Afghanistan, government announces curfew and the Taliban advance
The Taliban offensive is putting Kabul in serious trouble. Ashraf Ghani’s government tries to respond, but the advance of the fundamentalists continues. The internationally recognized executive seems unable to react adequately: yesterday, it ordered a night curfew across the nation, from 10 pm to 4 am.
Only the capital area, Panshir and Nangarhar province, are excluded. It is not clear how can apply this decision, given that by now, the “Koranic students” control more than half of the Afghan territory, leaving only the big cities to the government forces. And even this balance could be upset soon, with the Taliban forces pressing on Kandahar, and the fighting has already arrived not far from the city, causing at least 150,000 people to flee.
According to Antonio Giustozzi, an analyst at the London School of Economics and an expert on Afghanistan, the fundamentalists’ strategy envisages the conquest of a large city, preferably Kandahar, for its great symbolic value. In the past, here Mullah Omar had assumed the position of Emir of the believers. And from here, the conquest of the whole country had started.

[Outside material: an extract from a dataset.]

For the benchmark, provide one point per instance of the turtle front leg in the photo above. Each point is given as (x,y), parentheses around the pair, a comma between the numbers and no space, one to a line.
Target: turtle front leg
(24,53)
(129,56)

The plan would be to create some interim parallel government, which several mujahideen leaders could recognize. Ashraf Ghani’s government is increasingly isolated. The same offensive by the US Air Force on the militiamen attacking Kandahar shows that the US fears a strong shock wave. In other words, the fall of Kandahar would be a tipping point for the Kabul government.
Several tribal leaders are distancing themselves from Ashraf Ghani, who, according to analysts, has imposed his delegation in Doha just as the other mujahideen leaders were looking for an agreement that excluded him. Indiscretions from Qatar underline that Prime Minister Abdullah Abdullah was ready to sign and other leaders to support him but skipped the plan.
Even the cities controlled by the Kabul forces are in serious difficulty on the ground due to troop supply problems: the government is using civilian airplanes to carry ammunition, but the situation is at the limit. And in the country, the time has come for a reckoning: there are already videos of summary executions by the Taliban, some are blatantly fake videos or vintage footage, used by the security services to discredit fundamentalists, others are probably real, and they suggest a far from the promising prospect for Afghanistan.